В голове Михаила прояснилось. Название
«Белая гвардия» оказалось тем заветным ключом, что отворил дверь в его
памяти. Радуясь, что освободился от томительного процесса припоминания,
он брякнул с ходу:
— Я вас узнал, товарищ Булгаков! Вы — доктор, который вместе с деникинцами стоял у нас в хате на хуторе Плешакове!
В глазах у Булгакова зажглись огоньки,
рот от неожиданности полуоткрылся. Без всяких сомнений, он его тоже
узнал. Потом Булгаков нахмурился. Михаил понял, что, сам того не желая,
выдал его. И о деникинцах, и тем более об отрубленной голове комиссара
этот человек едва ли хотел вспоминать. Конечно, не он его обезглавливал,
но офицер, с которым он служил в одной армии.

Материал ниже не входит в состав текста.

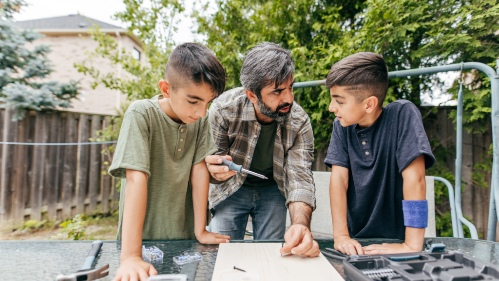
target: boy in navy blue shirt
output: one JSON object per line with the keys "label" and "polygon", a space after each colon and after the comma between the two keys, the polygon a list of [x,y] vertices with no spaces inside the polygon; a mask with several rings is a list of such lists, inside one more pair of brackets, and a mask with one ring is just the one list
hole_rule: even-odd
{"label": "boy in navy blue shirt", "polygon": [[[388,72],[372,52],[333,65],[334,128],[324,162],[329,186],[334,248],[347,254],[420,252],[428,220],[425,170],[435,162],[418,108],[408,100],[383,106]],[[405,240],[362,247],[354,238]]]}

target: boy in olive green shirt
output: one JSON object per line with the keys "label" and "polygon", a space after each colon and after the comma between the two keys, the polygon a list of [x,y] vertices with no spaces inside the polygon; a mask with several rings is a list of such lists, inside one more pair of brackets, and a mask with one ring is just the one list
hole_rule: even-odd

Александр Павлович с удивлением поглядывал на них.
— Какой доктор? Какие деникинцы? — не понимал он.
— Нет, вы не подумайте, что я… могу донести… — залепетал Михаил. — Мой товарищ тоже… не станет…
Тут вмешался молчавший до сего времени Платонов.
— В чем дело? Вы — белый офицер? — со
свойственной ему, как и Михаилу, прямотой обратился он к Булгакову. — И
вас не расстреляли? Так что ж — живите теперь. Человек должен жить, а не
лежать в могиле.
Булгаков тем временем пришел в себя, сухо улыбнулся Платонову.
— Благодарю вас, — сказал он с легким
поклоном. — Ваша мысль насчет могилы необычайно остра. Тем не менее я
считаю необходимым внести ясность: кадровым белым офицером я никогда не
был, я был военным врачом, мобилизованным Деникиным. Теперь и я вас
припомнил, — повернулся он к Михаилу. — Вы тот юноша, которому стало
плохо… — Булгаков сделал паузу, Михаил же торопливо, понимая, как тому
не хочется продолжать, сказал:
— Да, и вы мне дали нашатырю. Помнится, с вами был еще подпоручик, который хорошо говорил о законе возмездия на войне.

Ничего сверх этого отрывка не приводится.